WHO Collaborating Centres (WHOCC)の活動
グローバル社会文化研究センターでは、WHOCC(世界保健機関指定協力機関)の活動の一環として、以下の研究を行っています。
日本の家族計画および出生率に関する共同研究
WHOCC(世界保健機関指定協力機関)の活動の一環として、日本の家族計画や出生率に関する研究を行っています。当センターでは、東京大学の研究者と協力して「仕事と家族に関する全国調査」を実施。調査で得られたデータに基づいた研究に取り組んでいます。この共同研究は、国民移転勘定の改善および少子高齢化対策に関する政策提言を目指す、幅広い新研究プロジェクトの枠組みの中で行われています。
日本学術振興会科研費(特別推進研究):東京大学大学院経済学研究科
プロジェクト名:多様な個人を前提とする政策評価型国民移転勘定の創世による少子高齢化対策の評価
→政策評価型国民移転勘定の創成 少子高齢化対策の提案と評価に向けて
世界保健機関(WHO)指定協力機関としての研究活動について
このたび、当センターは、これまで日本大学人口研究所(NUPRI)が担っていた世界保健機関の指定協力機関(WHOCC)としての研究活動を受け継ぐこととなりました。当センターは、WHOCCとして新たなメンバーの協力の下で、(1)日本における家庭計画や人工妊娠中絶、(2)低出生率を抱える国におけるリプロダクティブ・ヘルス(性と生殖に関する健康)、(3)医療制度の改善、(4)東南アジアにおける乳幼児死亡率、などに関する研究を行う予定です。今後数年間で「仕事と家族に関する全国調査」を実施し、低出生率とリプロダクティブ・ヘルスを対象とする国際会議を東京で開催する予定です。
Center for Global Studies of Culture and Society (SGS) is a World Health Organization collaborating center (WHOCC) for research and training in population, reproductive health and development (WHO code: JPN-78)
Our center has inherited from the Nihon University Population Research Institute (NUPRI) and the Nihon University China and Asia Studies Center (CCAS) the title of a World Health Organization collaborating center. Our institute is the only WHO collaborating center in Asia from the field of population studies.
As a WHO collaborating center in recent years our institution has been working on the reassessment of the role of abortion and family planning in the changing pattern of fertility in Japan, and, in close cooperation with Tokyo University, on preparing and implementing new rounds of the National Survey on Work and Family (NSWF). Recently, we have also undertaken research on the relationship between Japanese women’s labor force participation and their fertility and health, and have been conducting joint research on the causes of male infertility in Japan with International University of Health and Welfare.

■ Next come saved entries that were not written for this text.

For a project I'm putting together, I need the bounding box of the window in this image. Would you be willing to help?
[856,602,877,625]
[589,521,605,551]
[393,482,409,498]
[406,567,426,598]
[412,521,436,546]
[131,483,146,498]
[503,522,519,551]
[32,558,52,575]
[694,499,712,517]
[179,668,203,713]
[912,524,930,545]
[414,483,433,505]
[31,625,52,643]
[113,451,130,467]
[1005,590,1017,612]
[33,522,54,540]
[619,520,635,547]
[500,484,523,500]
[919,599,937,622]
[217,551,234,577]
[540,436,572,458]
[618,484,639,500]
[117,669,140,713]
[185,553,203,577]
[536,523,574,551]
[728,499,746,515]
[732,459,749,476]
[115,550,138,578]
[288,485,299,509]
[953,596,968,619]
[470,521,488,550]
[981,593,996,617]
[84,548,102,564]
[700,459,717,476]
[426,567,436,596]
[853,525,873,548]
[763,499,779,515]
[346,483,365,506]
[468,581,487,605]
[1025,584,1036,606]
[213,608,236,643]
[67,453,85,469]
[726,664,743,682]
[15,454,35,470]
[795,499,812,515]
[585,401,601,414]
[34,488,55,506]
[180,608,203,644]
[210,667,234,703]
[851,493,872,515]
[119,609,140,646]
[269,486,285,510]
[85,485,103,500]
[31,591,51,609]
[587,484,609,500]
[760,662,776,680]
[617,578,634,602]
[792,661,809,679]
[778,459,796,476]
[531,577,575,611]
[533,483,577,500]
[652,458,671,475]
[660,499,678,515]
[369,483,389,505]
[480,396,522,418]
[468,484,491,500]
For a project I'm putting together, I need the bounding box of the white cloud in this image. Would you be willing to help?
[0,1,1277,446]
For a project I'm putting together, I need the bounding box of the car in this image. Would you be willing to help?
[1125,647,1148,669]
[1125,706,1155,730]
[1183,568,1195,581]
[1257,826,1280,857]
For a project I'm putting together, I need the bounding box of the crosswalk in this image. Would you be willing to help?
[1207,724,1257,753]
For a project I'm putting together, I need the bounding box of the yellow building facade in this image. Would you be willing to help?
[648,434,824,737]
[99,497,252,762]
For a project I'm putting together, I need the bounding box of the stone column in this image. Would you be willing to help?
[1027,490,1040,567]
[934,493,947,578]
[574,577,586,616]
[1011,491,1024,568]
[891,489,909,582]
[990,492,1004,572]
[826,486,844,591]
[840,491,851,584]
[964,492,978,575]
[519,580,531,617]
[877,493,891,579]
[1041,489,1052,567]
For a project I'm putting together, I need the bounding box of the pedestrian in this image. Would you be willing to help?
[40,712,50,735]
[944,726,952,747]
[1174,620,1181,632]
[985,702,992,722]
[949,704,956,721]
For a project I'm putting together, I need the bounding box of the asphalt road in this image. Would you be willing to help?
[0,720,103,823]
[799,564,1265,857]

Also, population experts from our center have been for decades conducting research on the economic and social effects of fertility decline and population aging and have, as part of that effort, also studying the link between population structural changes on the one hand, and the demand for medical and nursing care and the public and private expenditure on health on the other. Such research on the influence of population aging on health expenditure is of great social importance since grasping health consumption accurately and empirically evaluating policies regarding health contribute to the goal of improving health care systems. Our recent work with the goal of improving health systems includes statistical calculations concerning infant and child mortality in Vietnam.
In assessing the economic effects of population aging on health consumption and expenditure, in determining the ways in which such consumption is financed and in proposing how it could be financed in the future, we have been using a new and powerful methodological tool called the National Transfer Accounts (NTA). Our experts served as leaders in Asia in the dissemination of the knowledge regarding the NTA by training academics and government official in charge of economic planning in China and several countries of South-East Asia, such as the Philippines, Vietnam, Thailand and Cambodia, thus contributing to their development.
Our center has recently been redesignated as a WHO collaborating center and from the end of January 2019 has been tasked with implementing the following two activities: 1. conducting a review of semen analysis based on Japanese language publications, and 2. assessing the cost-effectiveness of national contraception programs (in the countries under the jurisdiction of the WHO West Pacific Regional Office) for the purpose of helping the governments expand the contraception method mix in their countries.
Activity 1 implies translating and reviewing Japanese language literature on semen analysis for the purpose of contributing to the creation of the body of evidence that can be used in the forthcoming review of WHO guidelines. Activity 2 concretely means that our experts will assess the quality of the existing data in Cambodia and other West Pacific countries and write a report on the cost-effectiveness of different contraception methods in those countries.